Equivalence class

In mathematics, when the elements of some set ${\displaystyle S}$ have a notion of equivalence (formalized as an equivalence relation) defined on them, then one may naturally split the set ${\displaystyle S}$ into equivalence classes. These equivalence classes are constructed so that elements ${\displaystyle a}$ and ${\displaystyle b}$ belong to the same equivalence class if, and only if, they are equivalent.

Formally, given a set ${\displaystyle S}$ and an equivalence relation ${\displaystyle \,\sim \,}$ on ${\displaystyle S,}$ the equivalence class of an element ${\displaystyle a}$ in ${\displaystyle S,}$ denoted by ${\displaystyle [a],}$[1] is the set[2]

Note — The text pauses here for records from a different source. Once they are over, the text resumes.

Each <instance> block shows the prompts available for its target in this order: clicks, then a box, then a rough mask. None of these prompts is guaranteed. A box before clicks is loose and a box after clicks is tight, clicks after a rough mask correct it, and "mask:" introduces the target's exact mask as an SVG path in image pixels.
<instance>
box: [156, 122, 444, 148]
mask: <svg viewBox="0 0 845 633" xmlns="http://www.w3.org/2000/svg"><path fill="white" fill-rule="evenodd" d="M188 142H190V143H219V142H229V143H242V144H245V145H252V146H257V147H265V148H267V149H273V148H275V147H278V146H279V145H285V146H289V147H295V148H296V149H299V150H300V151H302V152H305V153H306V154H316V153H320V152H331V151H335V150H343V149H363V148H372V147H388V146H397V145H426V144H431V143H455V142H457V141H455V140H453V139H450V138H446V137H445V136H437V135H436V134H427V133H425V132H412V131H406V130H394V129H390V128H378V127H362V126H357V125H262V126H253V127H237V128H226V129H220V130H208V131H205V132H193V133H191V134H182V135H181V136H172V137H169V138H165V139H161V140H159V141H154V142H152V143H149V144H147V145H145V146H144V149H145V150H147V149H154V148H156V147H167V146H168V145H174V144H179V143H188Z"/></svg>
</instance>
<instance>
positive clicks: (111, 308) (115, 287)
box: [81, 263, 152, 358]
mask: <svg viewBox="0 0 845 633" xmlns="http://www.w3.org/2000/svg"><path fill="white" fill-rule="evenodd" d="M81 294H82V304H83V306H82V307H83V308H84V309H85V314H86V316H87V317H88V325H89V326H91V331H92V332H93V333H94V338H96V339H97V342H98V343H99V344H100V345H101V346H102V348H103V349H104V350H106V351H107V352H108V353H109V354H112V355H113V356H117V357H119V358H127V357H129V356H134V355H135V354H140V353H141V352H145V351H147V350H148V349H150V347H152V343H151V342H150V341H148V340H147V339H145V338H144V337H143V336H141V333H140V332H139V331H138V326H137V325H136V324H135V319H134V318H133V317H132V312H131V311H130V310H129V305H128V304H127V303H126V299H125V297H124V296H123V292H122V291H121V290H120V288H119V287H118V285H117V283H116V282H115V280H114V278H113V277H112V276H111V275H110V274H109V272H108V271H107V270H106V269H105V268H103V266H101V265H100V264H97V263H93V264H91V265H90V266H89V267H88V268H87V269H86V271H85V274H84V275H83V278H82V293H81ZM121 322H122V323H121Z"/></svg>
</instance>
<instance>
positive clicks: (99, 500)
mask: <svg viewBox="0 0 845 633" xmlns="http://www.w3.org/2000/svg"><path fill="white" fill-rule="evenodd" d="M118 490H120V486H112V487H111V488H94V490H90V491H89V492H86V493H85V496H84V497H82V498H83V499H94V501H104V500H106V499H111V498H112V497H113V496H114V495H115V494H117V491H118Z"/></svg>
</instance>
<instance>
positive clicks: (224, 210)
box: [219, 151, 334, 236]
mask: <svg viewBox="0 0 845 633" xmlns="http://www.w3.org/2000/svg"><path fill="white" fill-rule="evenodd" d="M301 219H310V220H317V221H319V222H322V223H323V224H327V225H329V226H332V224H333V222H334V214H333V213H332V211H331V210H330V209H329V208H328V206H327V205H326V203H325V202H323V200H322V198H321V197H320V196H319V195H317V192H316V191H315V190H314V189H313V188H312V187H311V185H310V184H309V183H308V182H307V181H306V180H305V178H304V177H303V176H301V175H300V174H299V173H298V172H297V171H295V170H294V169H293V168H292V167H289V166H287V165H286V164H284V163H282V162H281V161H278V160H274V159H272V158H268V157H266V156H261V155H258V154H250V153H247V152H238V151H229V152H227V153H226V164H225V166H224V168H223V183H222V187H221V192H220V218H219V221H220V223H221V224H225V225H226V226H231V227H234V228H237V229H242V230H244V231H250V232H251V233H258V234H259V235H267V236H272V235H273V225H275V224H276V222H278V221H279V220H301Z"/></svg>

${\displaystyle \{x\in S:x\sim a\}}$

of elements which are equivalent to ${\displaystyle a.}$ It may be proven, from the defining properties of equivalence relations, that the equivalence classes form a partition of ${\displaystyle S.}$ This partition—the set of equivalence classes—is sometimes called the quotient set or the quotient space of ${\displaystyle S}$ by ${\displaystyle \,\sim \,,}$ and is denoted by ${\displaystyle S/\sim .}$

When the set ${\displaystyle S}$ has some structure (such as a group operation or a topology) and the equivalence relation ${\displaystyle \,\sim \,}$ is compatible with this structure, the quotient set often inherits a similar structure from its parent set. Examples include quotient spaces in linear algebra, quotient spaces in topology, quotient groups, homogeneous spaces, quotient rings, quotient monoids, and quotient categories.